ノビル系とは?|自生地から理解する
春、バルブに沿ってびっしりと花を咲かせるノビル系。
枝垂れるような姿と甘い香りは、春のランの醍醐味です。
しかし一方で、
・冬に葉が落ちて不安になる
・花が咲かず高芽ばかり出る
・花後のバルブをどうするか迷う
こうした悩みも多い系統です。
本記事では、代表種である Dendrobium nobile(デンドロビウム ノビル) を軸に、ノビル系の本質的な育て方を体系的に解説します。
ノビル系は中国南部〜ヒマラヤの山岳地帯(標高800〜2000m)に分布します。
自生地の環境は明確です。
夏:高温多湿・雨季
冬:低温・乾燥
つまり「夏に成長し、冬に休む」ランです。
冬の低温と乾燥が花芽形成のスイッチになります。
ノビル系の特徴
・落葉性
・バルブの節に沿って開花
・芳香性品種が多い
・節ごとに花芽形成
特に重要なのは「落葉性」であること。
冬に葉が落ちるのは正常な休眠反応です。
年間管理|咲かせるための核心
春(花後)
・植え替え適期
・徐々に水を増やす
夏(成長期)
・強めの光
・春〜7月までしっかり施肥
・バルブを太らせる
👉 太らなければ翌年は咲きません。
秋(切り替え)
・肥料停止
・水を徐々に減らす
冬(休眠期)
・5〜10℃程度
・断水気味
・葉が落ちても問題なし
11月に寒さへ当てることが最大のポイントです。
私は毎年11月に入ったら約1か月水を止めます。
これは花芽分化へ切り替えるための重要な管理です。
12月に室内に取り込みます。
花後の管理|バルブは切る?残す?
一度咲いた節は再び咲かない
一度花をつけた節からは基本的に再開花しません。
しかし、同じバルブでも前年に咲かなかった節から翌年咲くことはあります。
古いバルブは基本的に残す
咲き終わったバルブは、
・光合成
・養分貯蔵
・新芽への栄養供給
という重要な役割があります。
残す目安
薄茶色で硬く締まっているもの。
切ってよいもの
触ると柔らかく黄色く変色しているもの。
内部が空洞化している場合は根元から整理可。
見栄えよりも株の体力を優先しましょう。
高芽の原因と対策
原因① 肥料過多
特に秋以降の施肥が原因になりやすい。
👉 施肥は春〜7月まで。
原因② 根の不調
親株がやせ細り、新芽が出ない場合は根を疑う。
原因③ 冬が暖かすぎる
低温不足で花芽にならず高芽に。
高芽が出てしまった場合の扱い
そのまま育てる
あまり見栄えはしません。
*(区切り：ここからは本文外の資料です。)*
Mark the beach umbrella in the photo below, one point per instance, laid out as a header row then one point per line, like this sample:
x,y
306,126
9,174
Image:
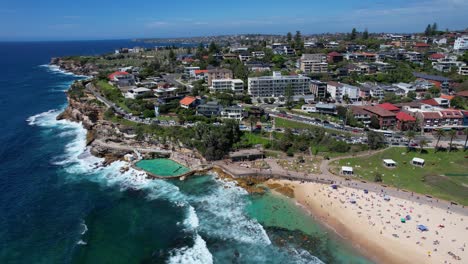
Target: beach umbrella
x,y
422,228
オススメはしません。
取り外す
根3〜5cm・葉2〜3枚で切り離し小鉢に植えて“保険株”として扱う。
2〜3年で開花します。
外さない方が良い場合
親株が弱っているとき。
これは人にもよりますが私は取り外し小鉢に植えて育てます。
咲かない原因まとめ
・夏の光不足
・バルブ未成熟
・秋の肥料停止不足
・冬の低温不足
ノビル系は「冬が主役」のランです。
まとめ|ノビル系は季節の切り替えが命
✔ 夏に太らせる
✔ 秋に止める
✔ 冬に寒さ
✔ 春に再始動
ノビル系は、季節の流れを正しく読んだ株だけが花を返してくるランです。
手をかけるより、「時期を外さないこと」がすべてです。
このリズムを守れば、花は必ず応えてくれます。